- Chairperson: Alhaji Falalu Bello
- Founded: 1978
- Headquarters: Abuja
- Ideology: Social democracy; Democratic Socialism;
- Political position: Centre-left to left-wing
- Colours: Red, white, black
- Seats in the Senate: 0 / 109
- Seats in the House: 0 / 360
- Governorships: 0 / 36

Website
- prpnigeria.ng

= People's Redemption Party =

Political party in Nigeria

The People's Redemption Party is a social democratic and democratic socialist political party in Nigeria. The Second Republic reincarnation of the Northern Elements Progressive Union and the Fourth Republican reincarnation of a similar namesake, the party was created by the supporters of Mallam Aminu Kano after his withdrawal from the National Party of Nigeria. Established in 1978, it is the longest surviving political party in Nigeria's history.

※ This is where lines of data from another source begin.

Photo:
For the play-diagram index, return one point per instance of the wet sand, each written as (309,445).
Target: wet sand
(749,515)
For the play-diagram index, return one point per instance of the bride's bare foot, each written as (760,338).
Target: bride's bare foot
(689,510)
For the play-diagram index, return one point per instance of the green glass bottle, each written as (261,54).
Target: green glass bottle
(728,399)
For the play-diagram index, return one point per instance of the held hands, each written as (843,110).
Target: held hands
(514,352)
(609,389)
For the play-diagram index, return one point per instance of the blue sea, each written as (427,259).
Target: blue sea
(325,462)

The original party was banned after the 1983 military coup led by General Muhammadu Buhari. In the Fourth Republic, the party with the same name resurfaced under the leadership of Abdulkadir Balarabe Musa but could not gather the same level of support as its Second Republic namesake.

==History==
Following the formulation of a new constitution and an impending return to civil rule, Nigeria's top political elites organized a series of political conferences with a view to creating a political party that can transcend tribal boundaries, this culminated in the formation of the National Movement. In September 1978, however, a brawl in one of the finalizing meetings of the movement between Malam Aminu Kano (then a significant leftist champion) and some former members of the Northern People's Congress led to a section of mostly Marxist intellectuals breaking off, alleging a sidelining of leftists in Nigeria. These leftists formally declared the founding of the PRP on 27 September 1978.

===1980s===
In the 1980s, a coalition of politicians styling themselves "Progressives" called for a national front against the ruling NPN and by 1981 a conference of opposition Governors in Nigeria had organized into a 'Progressive Governors Forum'. The active participation of PRP governors and MPs in these conferences that were by 1982 calling for a mega progressive party soon led to a crisis within the party. In mid-1982, suspension of PRP Governors by pro-Kano elements and a subsequent rejection of the suspension by Michael Imoudu (then Vice President of the party) led to official fractioning.

===President===
Upon formation of the PRP, an invitation was extended to Aminu Kano and other prominent leftists, and he was soon elected as the party's national president. In 1979, the party was able to capture two out of 19 states and came fourth in the national elections. Aminu Kano died in April 1983, just before that year's presidential election. Khalifa Hassan Yusuf succeeded him as party leader and presidential candidate.

==Fourth Republic==
With the return to democratic rule in 1999, some former members of the now defunct PRP tried to reinstate it with little success. Though most of its former members still claim some sort of allegiance to the Sawabist block, they mostly have remained subsumed in other political parties.

Alhaji Balarabe Musa was its chairman since its reincarnation during the 4th Republic. On 31 August 2018, Balarabe Musa quit active politics due to health issues, and stepped down from his chairmanship position of the party to allow younger politicians to take over. Falalu Bello was announced as the new chairman of the party.